A few nights ago, my husband's mom gave him his old high school annual- from when both he and I were sophomores at J.J. Pearce.

So of course, I decided to read through the notes left to him by other classmates. The majority of these little letters were written by girls of course, and a huge percentage of them said something like, "You're a real cutie! I can't wait to go for a ride in your Z."

Here are a few unedited outtakes:

"...You better come see me this summer in your big bad Z! I don't have to remind you to party hard this summer because I know you've already started!"

"...You better call me this summer so we can go cruisin' in your 'Z'!"

"...Party hard! I know you will. When can I drive your car?"

"...I still haven't gotten a ride from you in your bad-ass 280Z! I better get one this summer."

Hmm?! Those girls were pretty demanding and I hope none of them ever got a chance to drive his Z, OR party hard with him!!!

Although Fermin and I went to high school together, we didn't really know each other. Not even enough for me to sign his annual. Nor was I privy to the fact that he drove a 280Z.

Perhaps that is why, when we began dating several years later he knew I really loved him for him. By the time I met him, he no longer had a 280Z. He had a un-air-conditioned Scirroco. I never asked to drive it. Instead, he asked me to drive it so he could teach me how to drive a standard. (Which by the way, we tried, but without much success.)

Now I am married to the man- who drives a big bad SUV. And we party hard most days...

Friday, March 13, 2009

While I went on a week-long vacation in the Caribbean, I had my dad and one of my friends look in on Zoe and Scout. I know that the girls would rather be home than anywhere else, but I knew they needed some good people to give them some attention. So I kissed my sweet girls goodbye about 4:30 a.m. (ouch!)that Saturday that I left, feeling pretty secure that they would have a good week.

But the first night I was away, I got a call from my friend telling me Scout couldn't walk. Or even get up. It was a terrible thing to hear- as you can imagine.

We checked in on her status whenever we were able (which wasn't much-), and after she didn't seem to get any better over the next several days, I assumed she had torn the ligament in her other leg. (She had had surgery on one leg last year for this.) Since Scout wasn't whimpering, I figured she wasn't in pain, but just couldn't use her leg.
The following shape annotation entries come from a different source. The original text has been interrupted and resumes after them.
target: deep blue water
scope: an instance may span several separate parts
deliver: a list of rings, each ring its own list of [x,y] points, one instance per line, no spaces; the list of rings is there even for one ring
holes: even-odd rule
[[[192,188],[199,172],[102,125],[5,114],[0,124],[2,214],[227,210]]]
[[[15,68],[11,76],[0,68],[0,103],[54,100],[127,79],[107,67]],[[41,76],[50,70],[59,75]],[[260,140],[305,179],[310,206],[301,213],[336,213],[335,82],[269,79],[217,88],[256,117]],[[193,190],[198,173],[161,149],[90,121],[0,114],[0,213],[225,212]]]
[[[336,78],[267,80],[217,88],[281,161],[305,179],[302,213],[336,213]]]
So for that one reason (and then of course, Zoe being reason #2) I was happy to get back at the end of the week. I found out that for the past couple of days, Scout hadn't been eating her food.

Tuesday, March 10, 2009

It's My Bag

After busting the zipper of my over-loaded purse, I decided to go buy myself a new, bigger bag to keep all my necessary crap in.

This solo shopping excursion I took today made me think so much about my mom. When I was a kid, she used to take me shopping. She always made me start at the discount stores, which at the time, I thought was so lame. I can remember once we got home with all of our loot, I'd show my dad all the things that his money had bought me. And my mom and I would get so excited about the great deals we found. Inevitably, we were always able to tell dad that we actually saved more than we spent, once you took all of the discounts into account. (I Heart Unexpected Puns!)

Mom would have been so happy with my purchase today. I started at the discount stores. I looked at a few places, and then I found the cutest bag- maybe the cutest bag ever, in the whole history of the world, at TJMaxx. It had the original brand price tag on it and it said it was $229. The TJMaxx price tag said $99. It was actually more than I had planned on spending. But the bag was just so darn cute. (As already stated above.) AND, I saved more than I spent.